Despite knowing a lot about books, the author knew next to nothing about the business of running a bookstore before sitting down to write “The Love Letter.”
“Once I got Helen into the bookstore, I had no idea what she would do, absolutely no idea what one did in a bookstore,” she says.
With the help of a friend, she arranged an apprenticeship at Three Lives bookstore in Manhattan.
“At first when I went there, I thought I was going to work and I was in a terrible sweat. It was tremendously physical; there was an awful lot of bending down and toting. And then a customer would ask about a book that I had never heard of. I was hopeless.
“So finally they allowed me to fold up the boxes and to check books against the list when they came in. Mostly I just watched.”
The bookstore in the novel is Horatio Street Books, a small pink cottage on Main Street next to an espresso bar. Its four rooms are stocked with poetry, fiction, general non-fiction and military history, a particular boon to business.
Schine writes: “And military history sold–the Civil War and George Custer leading the ranks. It sold daily, to the same customers. They were voracious, insatiable, like mystery readers, only male. Helen had put the mystery shelves quite close to the military history shelves, hoping the two would somehow cross-pollinate, their fruit a new hybrid customer. . . . But the seed never took, and Helen soon gave up. Each readership stuck to its own, inbred as Hapsburgs, as hillbillies.”
But a strong attraction develops between the bookseller, Helen, and young Johnny, despite the age difference.
“A couple of reviewers have said, `Oh, it’s such an odd coupling.’ They can’t believe that a 20-year-old would be interested in a woman 20 years older.” she says.
“It seemed to me that this is something that could happen that would shock both parties, which is what I wanted. She’s shocked that she would be interested in this kid who has a pimple, and he’s shocked that he could be interested in this middle-aged woman who looks like a middle-aged woman. Even though she’s very beautiful, she still looks grown up, acts grown up, treats him like a kid, and yet something happens between them.
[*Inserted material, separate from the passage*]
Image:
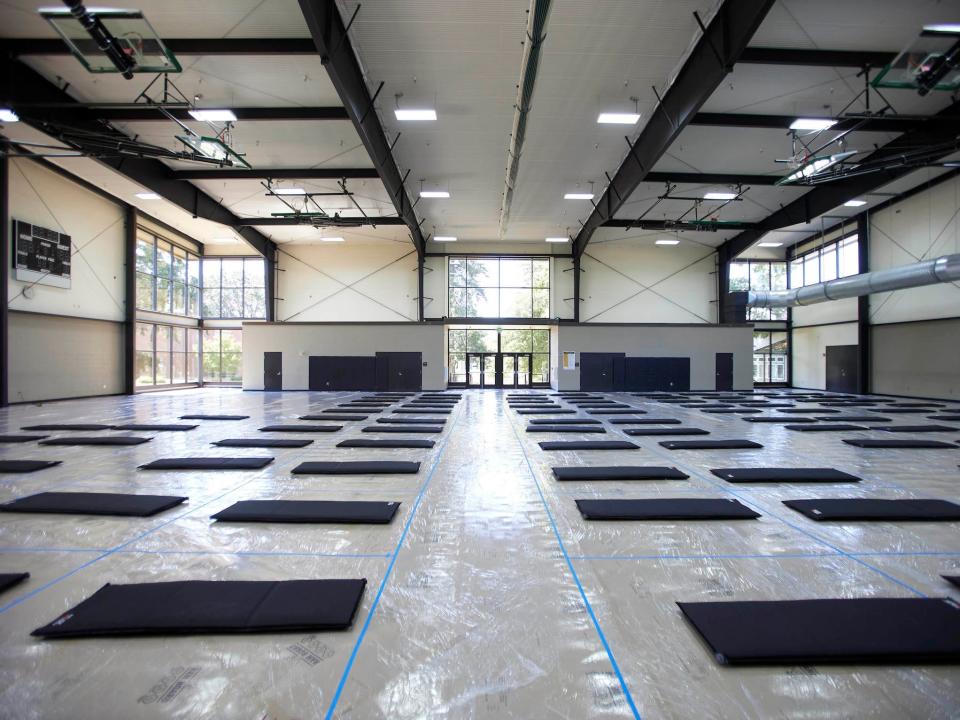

“The very fact that it doesn’t make any sense shows me how powerful it is, and that’s what I wanted to write about.”
And what of the crumpled “Dear Goat” letter that showed up that day in the mail?
“I still don’t know who it was from,” she says. “I’ve never been able to figure it out. Someone who reads this book will know who wrote it, and someone else will know. Only two people will know.”